Il gruppo di opposizione in Consiglio comunale replica alle dichiarazioni del sindaco Michele Apolito con una serie di video pubblici: nel mirino PNRR, cimitero comunale e debiti dell’ente
Clima politico sempre più acceso nel Comune di Ogliastro Cilento, dove il gruppo di opposizione “Ogliastro Futura” passa all’attacco del sindaco Michele Apolito attraverso una serie di video dal titolo provocatorio: “Note di una sparuta minoranza”.
Una risposta diretta alle dichiarazioni rilasciate dal primo cittadino durante una lunga intervista televisiva che, secondo l’opposizione, avrebbe proposto una ricostruzione “parziale, contraddittoria o lontana dalla realtà dei fatti” su diversi temi amministrativi.
Il gruppo consiliare spiega di aver scelto di replicare “con documenti, atti pubblici, domande precise e considerazioni politiche”, rivendicando il ruolo dell’opposizione all’interno del dibattito democratico cittadino.
“Sparuta minoranza” e “minoranza agguerrita”
Nel mirino di Ogliastro Futura finiscono anche le definizioni utilizzate dal sindaco durante l’intervista.
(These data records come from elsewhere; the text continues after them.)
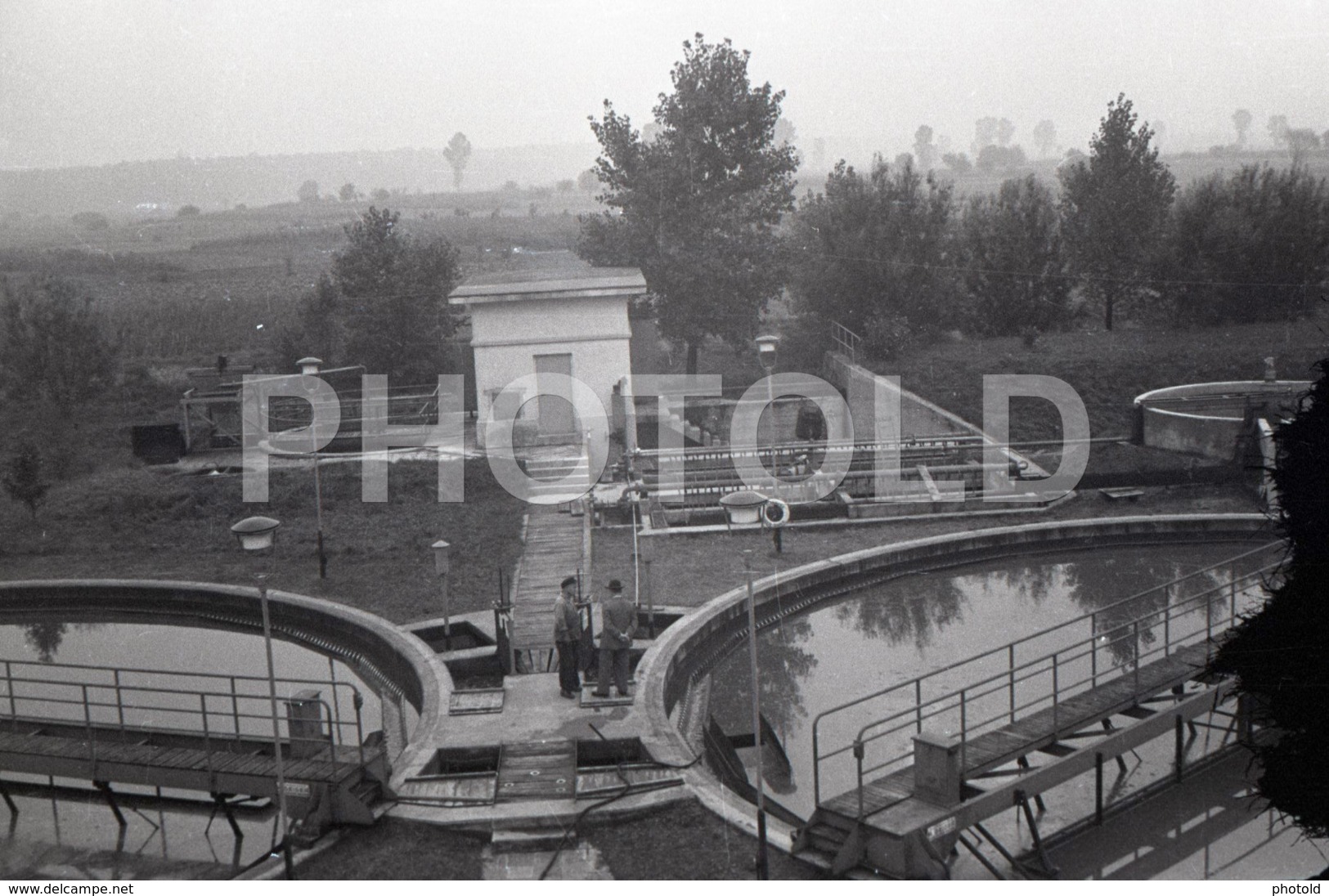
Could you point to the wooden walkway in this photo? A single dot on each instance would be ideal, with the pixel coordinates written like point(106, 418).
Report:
point(1035, 732)
point(552, 552)
point(540, 770)
point(217, 770)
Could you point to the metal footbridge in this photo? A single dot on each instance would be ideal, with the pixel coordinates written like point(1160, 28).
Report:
point(907, 775)
point(195, 732)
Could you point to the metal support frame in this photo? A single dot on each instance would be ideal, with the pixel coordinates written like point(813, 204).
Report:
point(1038, 798)
point(1005, 853)
point(1048, 867)
point(222, 802)
point(993, 870)
point(110, 800)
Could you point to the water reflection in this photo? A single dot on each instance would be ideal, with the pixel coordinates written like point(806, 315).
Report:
point(44, 638)
point(931, 603)
point(889, 633)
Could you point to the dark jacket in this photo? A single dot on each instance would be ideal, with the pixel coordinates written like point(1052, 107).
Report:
point(567, 620)
point(620, 616)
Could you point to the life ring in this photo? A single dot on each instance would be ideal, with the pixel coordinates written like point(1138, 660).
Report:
point(775, 513)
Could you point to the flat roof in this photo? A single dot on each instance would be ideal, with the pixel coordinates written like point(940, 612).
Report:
point(536, 284)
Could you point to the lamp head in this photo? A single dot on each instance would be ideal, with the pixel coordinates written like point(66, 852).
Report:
point(255, 532)
point(442, 558)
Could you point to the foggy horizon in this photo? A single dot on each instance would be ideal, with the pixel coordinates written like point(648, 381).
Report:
point(132, 80)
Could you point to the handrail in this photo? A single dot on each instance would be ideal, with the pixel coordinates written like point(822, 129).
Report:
point(916, 710)
point(846, 341)
point(121, 697)
point(136, 670)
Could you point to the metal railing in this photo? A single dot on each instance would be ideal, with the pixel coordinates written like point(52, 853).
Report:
point(846, 341)
point(225, 710)
point(999, 686)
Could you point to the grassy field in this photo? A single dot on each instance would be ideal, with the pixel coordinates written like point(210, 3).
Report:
point(682, 842)
point(150, 522)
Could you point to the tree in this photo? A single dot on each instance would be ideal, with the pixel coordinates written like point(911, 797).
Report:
point(53, 344)
point(1045, 137)
point(457, 152)
point(25, 479)
point(875, 253)
point(925, 153)
point(1250, 246)
point(985, 135)
point(697, 208)
point(1241, 120)
point(1013, 259)
point(393, 294)
point(1277, 129)
point(957, 163)
point(999, 159)
point(1114, 209)
point(1280, 656)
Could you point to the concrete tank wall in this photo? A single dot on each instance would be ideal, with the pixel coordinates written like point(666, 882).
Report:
point(1206, 418)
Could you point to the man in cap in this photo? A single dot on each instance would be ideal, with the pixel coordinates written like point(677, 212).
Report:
point(568, 637)
point(618, 626)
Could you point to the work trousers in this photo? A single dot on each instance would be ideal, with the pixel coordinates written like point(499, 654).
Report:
point(568, 677)
point(616, 658)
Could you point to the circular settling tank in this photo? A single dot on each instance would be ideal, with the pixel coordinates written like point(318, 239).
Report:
point(1207, 418)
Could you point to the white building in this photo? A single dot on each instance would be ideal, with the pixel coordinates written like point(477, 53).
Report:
point(577, 327)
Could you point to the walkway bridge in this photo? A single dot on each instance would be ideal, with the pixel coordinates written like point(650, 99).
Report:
point(698, 477)
point(904, 774)
point(197, 732)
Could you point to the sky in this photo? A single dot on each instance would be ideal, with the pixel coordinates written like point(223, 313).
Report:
point(93, 83)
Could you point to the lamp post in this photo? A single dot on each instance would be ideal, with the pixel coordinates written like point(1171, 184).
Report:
point(761, 868)
point(257, 533)
point(442, 565)
point(310, 367)
point(766, 347)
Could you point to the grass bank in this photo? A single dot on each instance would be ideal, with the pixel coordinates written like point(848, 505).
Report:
point(152, 522)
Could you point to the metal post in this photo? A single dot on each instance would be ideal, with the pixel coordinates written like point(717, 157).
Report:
point(1137, 626)
point(276, 732)
point(857, 755)
point(650, 601)
point(1098, 787)
point(761, 871)
point(1093, 650)
point(236, 710)
point(1180, 750)
point(120, 701)
point(1056, 696)
point(318, 499)
point(1010, 657)
point(1167, 622)
point(8, 679)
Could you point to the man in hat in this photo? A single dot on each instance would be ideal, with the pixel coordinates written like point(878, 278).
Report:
point(618, 626)
point(568, 637)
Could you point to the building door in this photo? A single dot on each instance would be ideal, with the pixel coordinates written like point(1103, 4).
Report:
point(556, 409)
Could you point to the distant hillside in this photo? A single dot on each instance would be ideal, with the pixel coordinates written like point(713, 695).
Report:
point(217, 184)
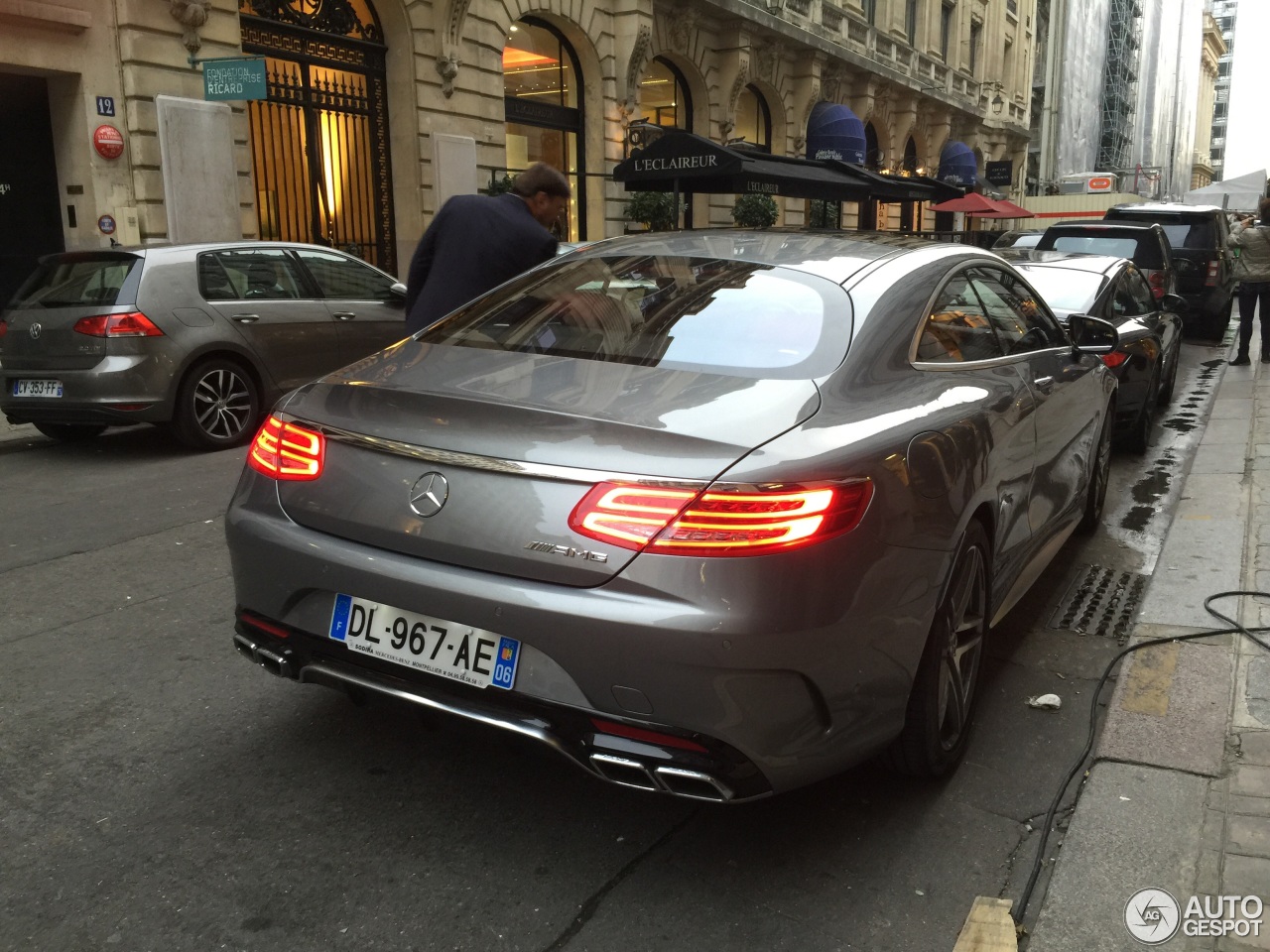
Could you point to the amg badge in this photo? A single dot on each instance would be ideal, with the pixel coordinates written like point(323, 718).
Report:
point(568, 551)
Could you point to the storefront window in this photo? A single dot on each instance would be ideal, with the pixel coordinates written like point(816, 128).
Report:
point(543, 103)
point(753, 119)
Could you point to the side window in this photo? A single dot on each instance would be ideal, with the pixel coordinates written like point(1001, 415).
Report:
point(956, 329)
point(343, 278)
point(1141, 291)
point(1020, 320)
point(249, 275)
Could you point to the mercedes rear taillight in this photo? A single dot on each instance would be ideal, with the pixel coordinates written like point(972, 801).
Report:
point(117, 325)
point(720, 521)
point(286, 451)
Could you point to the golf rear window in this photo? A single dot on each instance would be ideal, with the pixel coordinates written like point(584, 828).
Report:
point(721, 316)
point(81, 281)
point(1142, 249)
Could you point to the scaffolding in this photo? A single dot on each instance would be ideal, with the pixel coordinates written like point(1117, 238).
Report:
point(1119, 84)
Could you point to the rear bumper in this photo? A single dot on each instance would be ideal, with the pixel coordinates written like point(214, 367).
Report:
point(117, 391)
point(715, 774)
point(783, 687)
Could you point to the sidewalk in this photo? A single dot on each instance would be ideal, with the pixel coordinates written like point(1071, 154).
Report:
point(1179, 793)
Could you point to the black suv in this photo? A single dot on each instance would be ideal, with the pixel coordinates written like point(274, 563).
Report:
point(1198, 236)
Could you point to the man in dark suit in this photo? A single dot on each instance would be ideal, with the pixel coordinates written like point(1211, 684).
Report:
point(477, 241)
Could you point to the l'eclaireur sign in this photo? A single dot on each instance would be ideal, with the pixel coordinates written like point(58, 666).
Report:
point(677, 163)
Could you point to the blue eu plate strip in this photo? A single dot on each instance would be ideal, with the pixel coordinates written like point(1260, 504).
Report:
point(339, 617)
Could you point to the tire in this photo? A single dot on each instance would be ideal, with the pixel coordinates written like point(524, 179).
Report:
point(942, 705)
point(1166, 390)
point(1100, 474)
point(71, 431)
point(217, 405)
point(1138, 439)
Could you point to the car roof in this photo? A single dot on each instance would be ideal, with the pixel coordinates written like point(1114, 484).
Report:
point(1107, 226)
point(829, 254)
point(1076, 261)
point(1171, 207)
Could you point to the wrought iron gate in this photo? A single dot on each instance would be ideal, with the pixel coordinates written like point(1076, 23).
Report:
point(320, 141)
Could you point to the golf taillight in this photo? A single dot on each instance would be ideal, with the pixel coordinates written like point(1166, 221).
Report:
point(286, 451)
point(717, 521)
point(117, 325)
point(1115, 358)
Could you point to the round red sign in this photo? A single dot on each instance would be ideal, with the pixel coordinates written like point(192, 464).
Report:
point(108, 141)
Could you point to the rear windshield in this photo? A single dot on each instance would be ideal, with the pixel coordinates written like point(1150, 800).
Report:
point(1184, 232)
point(1143, 252)
point(77, 282)
point(698, 313)
point(1065, 290)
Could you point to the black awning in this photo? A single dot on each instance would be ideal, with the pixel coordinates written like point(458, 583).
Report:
point(689, 163)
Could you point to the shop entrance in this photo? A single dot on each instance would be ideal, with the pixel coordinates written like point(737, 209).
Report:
point(31, 217)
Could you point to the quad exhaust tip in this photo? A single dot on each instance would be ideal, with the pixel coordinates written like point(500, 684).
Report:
point(272, 661)
point(693, 784)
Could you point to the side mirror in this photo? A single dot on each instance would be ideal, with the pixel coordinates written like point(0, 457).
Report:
point(1092, 335)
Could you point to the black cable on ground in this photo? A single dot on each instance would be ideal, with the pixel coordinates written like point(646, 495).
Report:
point(1038, 864)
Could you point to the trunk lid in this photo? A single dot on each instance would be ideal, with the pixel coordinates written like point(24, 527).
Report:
point(518, 440)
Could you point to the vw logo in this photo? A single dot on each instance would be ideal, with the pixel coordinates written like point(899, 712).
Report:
point(430, 494)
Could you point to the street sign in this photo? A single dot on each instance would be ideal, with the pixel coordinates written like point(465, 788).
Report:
point(108, 141)
point(1000, 173)
point(235, 77)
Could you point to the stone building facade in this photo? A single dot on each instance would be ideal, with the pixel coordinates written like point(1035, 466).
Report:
point(393, 104)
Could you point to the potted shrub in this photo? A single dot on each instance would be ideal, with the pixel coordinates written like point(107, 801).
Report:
point(654, 209)
point(754, 211)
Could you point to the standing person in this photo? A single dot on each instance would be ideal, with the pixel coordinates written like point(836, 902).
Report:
point(477, 241)
point(1254, 273)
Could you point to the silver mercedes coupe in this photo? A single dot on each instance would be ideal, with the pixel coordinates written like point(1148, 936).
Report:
point(714, 515)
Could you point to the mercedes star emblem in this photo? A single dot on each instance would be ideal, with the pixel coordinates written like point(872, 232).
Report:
point(430, 494)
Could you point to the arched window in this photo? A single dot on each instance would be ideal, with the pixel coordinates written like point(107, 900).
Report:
point(910, 162)
point(873, 154)
point(543, 105)
point(320, 140)
point(753, 119)
point(665, 98)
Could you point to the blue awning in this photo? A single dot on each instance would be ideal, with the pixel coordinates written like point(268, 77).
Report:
point(957, 166)
point(834, 132)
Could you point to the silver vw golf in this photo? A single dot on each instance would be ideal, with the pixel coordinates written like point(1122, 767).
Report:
point(714, 515)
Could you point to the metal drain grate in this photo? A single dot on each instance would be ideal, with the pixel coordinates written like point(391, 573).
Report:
point(1101, 602)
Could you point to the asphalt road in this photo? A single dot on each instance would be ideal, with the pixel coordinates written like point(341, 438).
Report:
point(158, 792)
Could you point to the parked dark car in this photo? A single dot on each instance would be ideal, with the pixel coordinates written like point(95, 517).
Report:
point(1151, 331)
point(712, 515)
point(1205, 266)
point(198, 336)
point(1146, 245)
point(1021, 238)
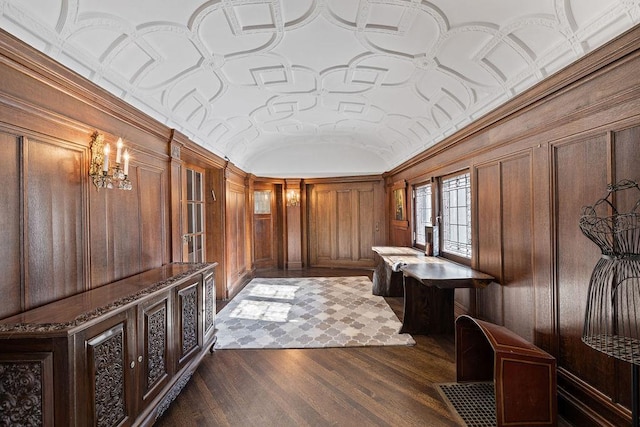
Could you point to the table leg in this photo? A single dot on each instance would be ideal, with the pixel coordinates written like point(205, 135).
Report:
point(427, 309)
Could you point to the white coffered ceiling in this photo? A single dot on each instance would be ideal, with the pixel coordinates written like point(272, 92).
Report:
point(308, 88)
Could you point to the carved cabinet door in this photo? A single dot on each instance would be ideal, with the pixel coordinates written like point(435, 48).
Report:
point(154, 342)
point(209, 301)
point(189, 321)
point(106, 372)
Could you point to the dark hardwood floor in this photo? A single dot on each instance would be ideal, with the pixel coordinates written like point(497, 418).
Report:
point(369, 386)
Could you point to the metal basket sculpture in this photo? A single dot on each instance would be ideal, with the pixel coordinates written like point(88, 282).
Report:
point(612, 319)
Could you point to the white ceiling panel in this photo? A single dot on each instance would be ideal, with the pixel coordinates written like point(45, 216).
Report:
point(312, 88)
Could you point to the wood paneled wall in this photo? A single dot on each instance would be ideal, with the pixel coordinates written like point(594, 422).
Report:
point(237, 231)
point(60, 235)
point(534, 163)
point(345, 222)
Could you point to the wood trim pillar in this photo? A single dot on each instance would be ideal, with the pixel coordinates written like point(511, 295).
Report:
point(293, 213)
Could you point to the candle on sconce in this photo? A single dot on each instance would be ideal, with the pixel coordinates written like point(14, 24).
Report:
point(105, 164)
point(119, 150)
point(126, 162)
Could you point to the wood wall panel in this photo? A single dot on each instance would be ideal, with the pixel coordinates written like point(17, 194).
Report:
point(153, 222)
point(54, 221)
point(517, 280)
point(323, 219)
point(263, 239)
point(489, 252)
point(10, 230)
point(342, 223)
point(627, 163)
point(538, 159)
point(366, 222)
point(581, 178)
point(344, 232)
point(236, 217)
I termini “sparuta minoranza” e “minoranza agguerrita”, riferiti all’associazione e al consigliere Antonio Abate, vengono interpretati come il segnale di un clima politico sempre più teso.
“Controllare gli atti, fare domande, proporre idee diverse e criticare le scelte sbagliate dell’amministrazione è il sale della democrazia”, sottolinea il gruppo di opposizione.
Polo scolastico e fondi PNRR
Tra i temi affrontati nei video c’è quello relativo al polo scolastico finanziato con fondi PNRR. L’opposizione torna a puntare il dito sulla delocalizzazione del progetto, sui dubbi riguardanti autorizzazioni e criticità idrogeologiche dell’area scelta, sostenendo che alcune problematiche starebbero già emergendo sul territorio.
Ogliastro Futura respinge inoltre le accuse relative a presunti ricorsi “delinquenziali”, chiarendo di aver semplicemente richiesto verifiche e chiarimenti agli enti competenti sugli atti amministrativi e sulle procedure adottate.
Cimitero comunale e gestione delle priorità
Altro tema caldo riguarda il cimitero comunale. Nei video pubblicati dal gruppo vengono mostrate immagini definite di degrado e manutenzione insufficiente.
Da qui l’affondo politico: secondo l’opposizione sarebbe contraddittorio sostenere l’assenza di risorse economiche per interventi essenziali mentre, parallelamente, il Comune troverebbe fondi e capacità di indebitamento per altre operazioni considerate meno urgenti.
Una critica che punta direttamente alle scelte politiche dell’amministrazione comunale.
Il nodo del debito da 500 mila euro
L’opposizione ha inoltre riportato al centro del dibattito il debito maturato con il Consorzio Acquedotti del Calore Lucano, una vicenda che – secondo quanto ricostruito – deriverebbe da arretrati nei pagamenti dell’acqua e che nel tempo sarebbe cresciuta tra interessi, contenziosi e spese legali fino a sfiorare i 500 mila euro.
Per Ogliastro Futura, la questione rischia di avere ripercussioni importanti sul bilancio comunale e quindi direttamente sui cittadini.
“Serve confronto pubblico”
Nella nota diffusa dal gruppo di opposizione emerge anche una critica più ampia sul piano politico: da un lato si parlerebbe di dialogo e partecipazione, dall’altro – sostiene l’opposizione – mancherebbe un reale confronto pubblico con chi esprime posizioni diverse rispetto alla maggioranza.
“Abbiamo scelto di fermarci ai fatti principali, lasciando ai cittadini la possibilità di valutare da soli dichiarazioni, atti e risultati concreti di questi anni amministrativi”, conclude Ogliastro Futura.